目次 第2章 3


新相続税の計算方法

 ではまず、新相続税の話に入る前に、相続税の計算方法の概観を見ておこう。相続税額は、次のように計算する。

(1) 正味の遺産総額を求める
 まず、相続財産の総額から債務及び葬式費用を控除する。相続財産の総額とは、本来の相続財産、みなし相続財産、相続時精算課税対象財産、相続開始前三年以内の贈与財産を合計したものをいう。

(2) 課税遺産総額を求める
 次に、正味の遺産総額から相続税の基礎控除を差し引く。この金額を課税遺産総額という。

(3) 法定相続分の金額を求める
 課税遺産総額を各相続人が法定相続分に応じて取得したものとする金額を求める。

(4) 相続税の総額を求める
 (3)で求めた金額に対する税額を、相続税の速算表に当てはめて算定する。これを合計したものが、相続税の総額である。
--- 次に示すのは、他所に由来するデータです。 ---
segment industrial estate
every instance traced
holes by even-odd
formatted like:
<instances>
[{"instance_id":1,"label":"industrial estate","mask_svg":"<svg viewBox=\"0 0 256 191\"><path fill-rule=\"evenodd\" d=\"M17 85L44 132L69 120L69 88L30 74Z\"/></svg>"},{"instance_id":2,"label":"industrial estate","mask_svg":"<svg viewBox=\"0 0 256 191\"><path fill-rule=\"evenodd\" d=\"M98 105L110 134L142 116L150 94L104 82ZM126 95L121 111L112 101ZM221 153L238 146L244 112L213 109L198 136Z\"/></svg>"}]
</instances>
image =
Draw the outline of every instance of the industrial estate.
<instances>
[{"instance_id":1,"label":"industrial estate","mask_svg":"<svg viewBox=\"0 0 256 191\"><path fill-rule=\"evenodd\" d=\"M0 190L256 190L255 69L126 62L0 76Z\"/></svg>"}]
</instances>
相続税の総額は、相続財産を実際にどのように分割したかとは関係なく、機械的に求めていくものである。

(5) 各相続人が取得した財産額に応じて按分する
 (4)の相続税の総額を、実際に相続した課税財産額で按分する。

(6) 税額控除を差し引く
 配偶者に対する相続税額の軽減、贈与税額控除、未成年者控除、障害者控除、相次相続控除、在外財産に対する控除などの税額控除を差し引く。

(7) 納めるべき相続税額
 こうして求めた金額が、各相続人の相続税額である。